如何在当前目录中的所有* .txt文件上运行脚本? [重复]

时间:2021-06-11 07:08:48

This question already has an answer here:

这个问题在这里已有答案:

I am trying to run below script on all *.txt files in current directory. Currently it will process only test.txt file and print block of text based on regular expression. What would be the quickest way of scanning current directory for *.txt files and running below script on all found *.txt files? Also how I could include lines containing 'word1' and 'word3' as currently script is printing only content between those two lines?
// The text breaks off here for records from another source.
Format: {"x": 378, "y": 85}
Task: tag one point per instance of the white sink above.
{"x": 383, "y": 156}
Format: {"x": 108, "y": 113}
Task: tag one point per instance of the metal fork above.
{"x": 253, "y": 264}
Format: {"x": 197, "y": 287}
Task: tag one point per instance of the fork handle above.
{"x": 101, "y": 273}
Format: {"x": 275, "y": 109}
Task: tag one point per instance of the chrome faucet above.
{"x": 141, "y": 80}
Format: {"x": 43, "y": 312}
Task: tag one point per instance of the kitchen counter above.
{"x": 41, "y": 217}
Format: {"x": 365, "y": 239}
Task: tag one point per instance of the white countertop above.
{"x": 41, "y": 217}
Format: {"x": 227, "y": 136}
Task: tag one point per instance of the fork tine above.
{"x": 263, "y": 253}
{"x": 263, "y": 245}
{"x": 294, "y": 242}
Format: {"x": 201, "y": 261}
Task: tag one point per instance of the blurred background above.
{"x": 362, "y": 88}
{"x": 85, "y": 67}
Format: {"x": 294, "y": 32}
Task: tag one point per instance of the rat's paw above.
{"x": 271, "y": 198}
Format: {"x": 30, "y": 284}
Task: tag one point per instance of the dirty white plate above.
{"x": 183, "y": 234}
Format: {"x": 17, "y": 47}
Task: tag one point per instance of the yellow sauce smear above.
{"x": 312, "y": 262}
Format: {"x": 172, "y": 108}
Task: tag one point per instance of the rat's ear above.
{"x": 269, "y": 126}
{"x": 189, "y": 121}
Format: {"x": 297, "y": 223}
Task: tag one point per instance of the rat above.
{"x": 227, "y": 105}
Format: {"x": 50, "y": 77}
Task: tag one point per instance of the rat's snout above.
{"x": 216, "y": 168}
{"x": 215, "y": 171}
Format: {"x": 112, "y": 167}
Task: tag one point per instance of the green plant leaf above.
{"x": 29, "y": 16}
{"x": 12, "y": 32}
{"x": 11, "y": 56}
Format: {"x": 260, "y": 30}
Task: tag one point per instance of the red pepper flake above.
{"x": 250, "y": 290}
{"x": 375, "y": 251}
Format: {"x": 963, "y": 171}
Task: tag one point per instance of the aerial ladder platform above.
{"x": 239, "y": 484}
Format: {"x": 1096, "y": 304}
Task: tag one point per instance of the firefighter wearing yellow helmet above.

I would like to print whole block.

我试图在当前目录中的所有* .txt文件下运行脚本。目前,它将仅处理test.txt文件并基于正则表达式打印文本块。扫描当前目录中* .txt文件并在所有找到的* .txt文件下运行脚本下最快捷的方法是什么?另外我如何在当前脚本中包含包含'word1'和'word3'的行只打印这两行之间的内容?我想打印整块。

#!/usr/bin/env python
import os, re
file = 'test.txt'
with open(file) as fp:
   for result in re.findall('word1(.*?)word3', fp.read(), re.S):
     print result

I would appreciate any advice or suggestions on how to improve above code e.g. speed when running on large set of text files. Thank you.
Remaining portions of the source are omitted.